A 13 ans, la prison est possible pour crime. Mais le juge avait fait le choix d’éviter la bascule de l’enfermement carcéral. Le gamin a été placé un an dans un centre fermé, et depuis deux ans et demi, il était pris en charge dans un foyer doté d'une équipe renforcée d'éducateurs.mineurs, crime, prison, Justice

Le tribunal a pris son temps pour juger, et on imagine que tout a été fouillé pour comprendre : interrogatoires minutieux, auditons des proches, examen des années passées, expertises psy, enquêtes de personnalité, compte-rendu des soins pratiqués et analyse du travail éducatif entrepris. Ce temps passé avant l’audience compte beaucoup pour cerner la personnalité d’un enfant, qui évolue si vite entre 13 et 16 ans.

L’audience elle-même a duré 12 heures, et le jugement rendu est conforme aux réquisitions du parquet : cinq ans de prison, dont deux ans ferme.

Comme l’a expliqué Maître Boquet, l’un des avocats de l’enfant, le tribunal a prononcé une peine de prison ferme « pour marquer le coup d'un acte particulièrement grave », mais il a « ouvert la porte » en fixant dès le 6 novembre l'audience d'aménagement de la peine. C’est que le 6  novembre, on discutera des mesures de contrainte et du cadre éducatif strict qui peut être mis en place, et qui, s’il est bien suivi, peut permettre d’éviter l’incarcération. L’avocat de la victime s’est exprimé sur le même registre.

La presse donne des échos des déclarations des uns et des autres, dont l’expert, mais il est trop aventureux de se faire une idée de faits si complexes à partir de ces éléments trop épars.

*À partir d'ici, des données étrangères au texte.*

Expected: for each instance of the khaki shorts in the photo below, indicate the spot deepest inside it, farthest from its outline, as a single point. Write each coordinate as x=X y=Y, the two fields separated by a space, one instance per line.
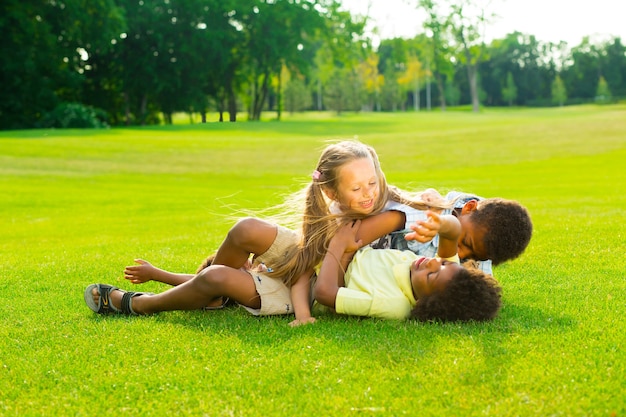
x=274 y=293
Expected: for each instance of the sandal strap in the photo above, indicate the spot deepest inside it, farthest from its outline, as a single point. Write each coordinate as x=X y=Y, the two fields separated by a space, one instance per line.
x=126 y=307
x=105 y=301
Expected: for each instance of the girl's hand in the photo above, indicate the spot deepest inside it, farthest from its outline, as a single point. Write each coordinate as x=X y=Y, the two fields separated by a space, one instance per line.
x=425 y=230
x=345 y=238
x=138 y=274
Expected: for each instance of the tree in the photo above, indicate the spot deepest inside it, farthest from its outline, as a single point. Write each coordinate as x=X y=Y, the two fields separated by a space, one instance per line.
x=297 y=95
x=412 y=78
x=467 y=20
x=603 y=94
x=437 y=26
x=372 y=81
x=44 y=52
x=559 y=93
x=509 y=92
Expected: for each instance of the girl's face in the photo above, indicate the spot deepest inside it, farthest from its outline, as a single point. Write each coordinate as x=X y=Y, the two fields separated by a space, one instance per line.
x=357 y=188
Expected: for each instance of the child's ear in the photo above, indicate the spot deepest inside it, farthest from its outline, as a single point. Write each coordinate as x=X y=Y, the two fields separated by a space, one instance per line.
x=469 y=207
x=330 y=194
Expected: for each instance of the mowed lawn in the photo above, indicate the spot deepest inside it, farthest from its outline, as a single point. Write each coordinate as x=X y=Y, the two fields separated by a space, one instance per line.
x=77 y=206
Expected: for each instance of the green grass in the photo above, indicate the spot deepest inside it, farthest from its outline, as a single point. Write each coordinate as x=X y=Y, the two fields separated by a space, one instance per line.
x=77 y=206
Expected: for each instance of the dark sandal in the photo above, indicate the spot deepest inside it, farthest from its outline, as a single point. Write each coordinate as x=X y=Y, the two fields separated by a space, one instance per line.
x=104 y=305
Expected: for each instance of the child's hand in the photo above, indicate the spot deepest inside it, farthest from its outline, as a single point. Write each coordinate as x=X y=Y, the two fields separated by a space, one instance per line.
x=425 y=230
x=431 y=196
x=345 y=238
x=138 y=274
x=302 y=322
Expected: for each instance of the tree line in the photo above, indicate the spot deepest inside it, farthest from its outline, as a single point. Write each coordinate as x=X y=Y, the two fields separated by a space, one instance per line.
x=84 y=63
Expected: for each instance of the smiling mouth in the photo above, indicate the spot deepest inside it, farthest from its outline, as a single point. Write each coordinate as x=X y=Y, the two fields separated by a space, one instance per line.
x=419 y=261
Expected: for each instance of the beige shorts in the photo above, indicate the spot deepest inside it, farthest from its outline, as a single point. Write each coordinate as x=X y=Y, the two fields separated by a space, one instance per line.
x=274 y=293
x=286 y=240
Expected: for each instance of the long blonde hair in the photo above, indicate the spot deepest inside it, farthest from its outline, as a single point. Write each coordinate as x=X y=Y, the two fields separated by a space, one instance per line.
x=318 y=224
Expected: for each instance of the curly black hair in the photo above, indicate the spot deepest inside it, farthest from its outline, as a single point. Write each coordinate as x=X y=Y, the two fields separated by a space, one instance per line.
x=471 y=295
x=508 y=228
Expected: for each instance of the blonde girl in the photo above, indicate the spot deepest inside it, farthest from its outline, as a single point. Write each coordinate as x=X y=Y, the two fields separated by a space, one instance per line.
x=347 y=183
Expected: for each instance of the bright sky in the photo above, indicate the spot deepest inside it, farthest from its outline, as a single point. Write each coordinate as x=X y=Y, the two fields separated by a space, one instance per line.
x=548 y=20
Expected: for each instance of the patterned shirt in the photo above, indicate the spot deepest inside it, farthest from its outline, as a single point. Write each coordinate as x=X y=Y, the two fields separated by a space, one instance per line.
x=396 y=239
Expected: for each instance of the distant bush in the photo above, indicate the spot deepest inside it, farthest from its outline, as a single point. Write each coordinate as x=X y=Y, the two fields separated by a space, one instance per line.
x=74 y=115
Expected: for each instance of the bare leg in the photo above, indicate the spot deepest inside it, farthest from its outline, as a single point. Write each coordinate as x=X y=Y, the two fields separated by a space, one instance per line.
x=248 y=236
x=210 y=284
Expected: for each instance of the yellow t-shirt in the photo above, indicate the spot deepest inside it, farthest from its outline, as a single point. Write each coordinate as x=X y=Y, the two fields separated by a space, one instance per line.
x=378 y=284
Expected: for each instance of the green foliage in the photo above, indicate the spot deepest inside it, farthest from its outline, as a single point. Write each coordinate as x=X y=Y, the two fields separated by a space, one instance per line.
x=74 y=115
x=603 y=94
x=77 y=206
x=509 y=92
x=297 y=96
x=559 y=94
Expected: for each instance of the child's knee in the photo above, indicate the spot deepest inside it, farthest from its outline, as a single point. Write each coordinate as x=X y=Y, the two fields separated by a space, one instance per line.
x=247 y=233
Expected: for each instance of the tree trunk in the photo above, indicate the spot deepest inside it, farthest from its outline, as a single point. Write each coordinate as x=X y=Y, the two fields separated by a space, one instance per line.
x=473 y=82
x=442 y=96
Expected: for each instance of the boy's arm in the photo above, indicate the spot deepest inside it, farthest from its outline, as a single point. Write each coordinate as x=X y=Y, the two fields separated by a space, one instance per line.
x=300 y=292
x=449 y=233
x=446 y=226
x=331 y=275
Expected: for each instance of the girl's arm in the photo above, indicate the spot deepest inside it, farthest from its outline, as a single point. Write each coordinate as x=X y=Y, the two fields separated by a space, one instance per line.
x=336 y=260
x=446 y=226
x=300 y=296
x=380 y=225
x=145 y=271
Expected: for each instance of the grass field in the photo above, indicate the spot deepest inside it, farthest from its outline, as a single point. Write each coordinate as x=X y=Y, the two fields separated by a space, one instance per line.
x=77 y=206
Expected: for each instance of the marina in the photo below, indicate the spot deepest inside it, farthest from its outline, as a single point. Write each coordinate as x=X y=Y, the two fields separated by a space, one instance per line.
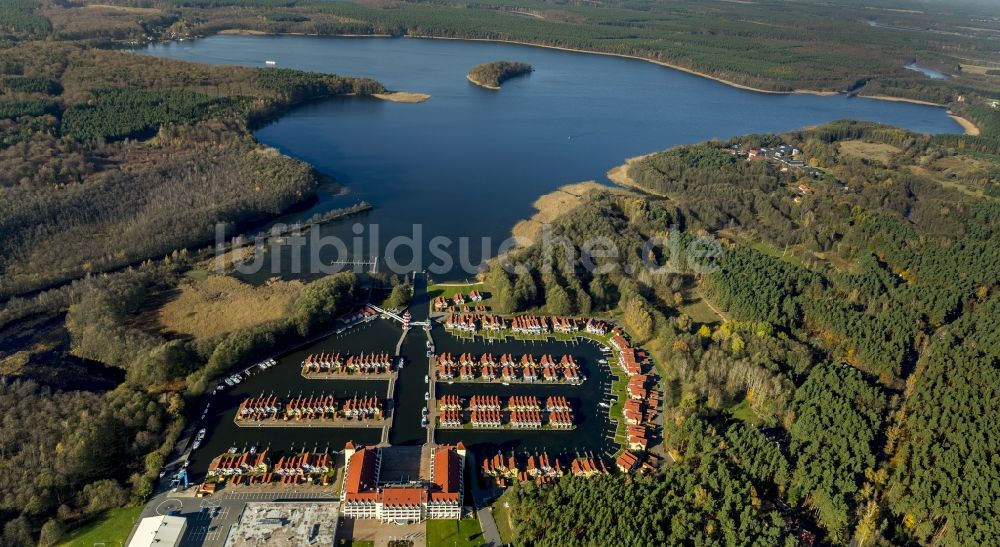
x=312 y=411
x=525 y=396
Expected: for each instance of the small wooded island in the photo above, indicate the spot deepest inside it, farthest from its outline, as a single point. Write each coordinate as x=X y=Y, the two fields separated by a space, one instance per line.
x=491 y=75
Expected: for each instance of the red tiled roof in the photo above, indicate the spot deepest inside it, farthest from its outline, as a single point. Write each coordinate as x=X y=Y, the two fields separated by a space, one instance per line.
x=446 y=469
x=361 y=472
x=403 y=495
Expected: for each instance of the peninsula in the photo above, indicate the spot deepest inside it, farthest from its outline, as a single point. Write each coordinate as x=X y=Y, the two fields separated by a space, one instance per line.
x=492 y=75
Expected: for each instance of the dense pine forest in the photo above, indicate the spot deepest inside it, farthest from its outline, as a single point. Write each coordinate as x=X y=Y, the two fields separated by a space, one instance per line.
x=833 y=378
x=847 y=391
x=114 y=158
x=771 y=45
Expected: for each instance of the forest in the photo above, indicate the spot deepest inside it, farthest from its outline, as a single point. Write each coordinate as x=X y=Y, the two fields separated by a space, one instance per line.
x=113 y=175
x=775 y=46
x=853 y=371
x=104 y=446
x=492 y=75
x=833 y=378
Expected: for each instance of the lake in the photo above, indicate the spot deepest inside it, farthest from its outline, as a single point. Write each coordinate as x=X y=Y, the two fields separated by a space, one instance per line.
x=470 y=162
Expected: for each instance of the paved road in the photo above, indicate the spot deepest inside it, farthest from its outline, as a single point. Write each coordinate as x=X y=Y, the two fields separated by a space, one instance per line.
x=490 y=533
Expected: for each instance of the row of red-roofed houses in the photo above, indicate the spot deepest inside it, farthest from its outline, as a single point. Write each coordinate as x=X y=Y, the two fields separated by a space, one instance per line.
x=335 y=363
x=238 y=464
x=523 y=324
x=322 y=407
x=639 y=410
x=539 y=468
x=250 y=468
x=487 y=368
x=490 y=418
x=441 y=303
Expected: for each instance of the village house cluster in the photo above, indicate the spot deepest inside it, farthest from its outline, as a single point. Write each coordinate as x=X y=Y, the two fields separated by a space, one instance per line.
x=639 y=411
x=312 y=408
x=471 y=323
x=493 y=412
x=785 y=155
x=508 y=368
x=251 y=467
x=539 y=468
x=320 y=364
x=366 y=496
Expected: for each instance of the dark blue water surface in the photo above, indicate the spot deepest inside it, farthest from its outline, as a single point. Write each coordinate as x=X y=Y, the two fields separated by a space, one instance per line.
x=470 y=161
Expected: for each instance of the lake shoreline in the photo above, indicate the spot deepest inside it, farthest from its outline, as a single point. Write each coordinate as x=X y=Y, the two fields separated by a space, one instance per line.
x=402 y=97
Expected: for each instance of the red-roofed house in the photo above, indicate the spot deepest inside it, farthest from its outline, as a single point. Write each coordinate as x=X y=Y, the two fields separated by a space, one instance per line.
x=364 y=497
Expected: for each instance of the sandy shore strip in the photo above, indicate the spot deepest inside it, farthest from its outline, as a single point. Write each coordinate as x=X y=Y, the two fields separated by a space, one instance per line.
x=552 y=206
x=969 y=127
x=900 y=100
x=403 y=97
x=819 y=92
x=619 y=175
x=634 y=57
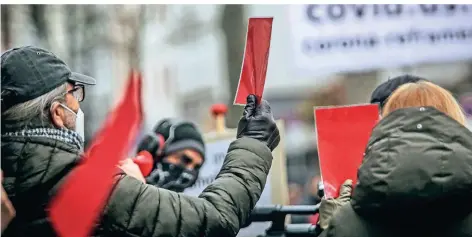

En revanche, on voit bien le mécanisme du droit des mineurs. La justice se prononce, avec l’application de la loi commune et la fonction cathartique  du procès. Mais dans le même temps, joue le processus éducatif, efficace car il est conduit par des professionnels et dans la contrainte de la loi. La répression, nécessaire, compte, mais elle ne doit pas remettre en cause le travail éducatif de l’enfant.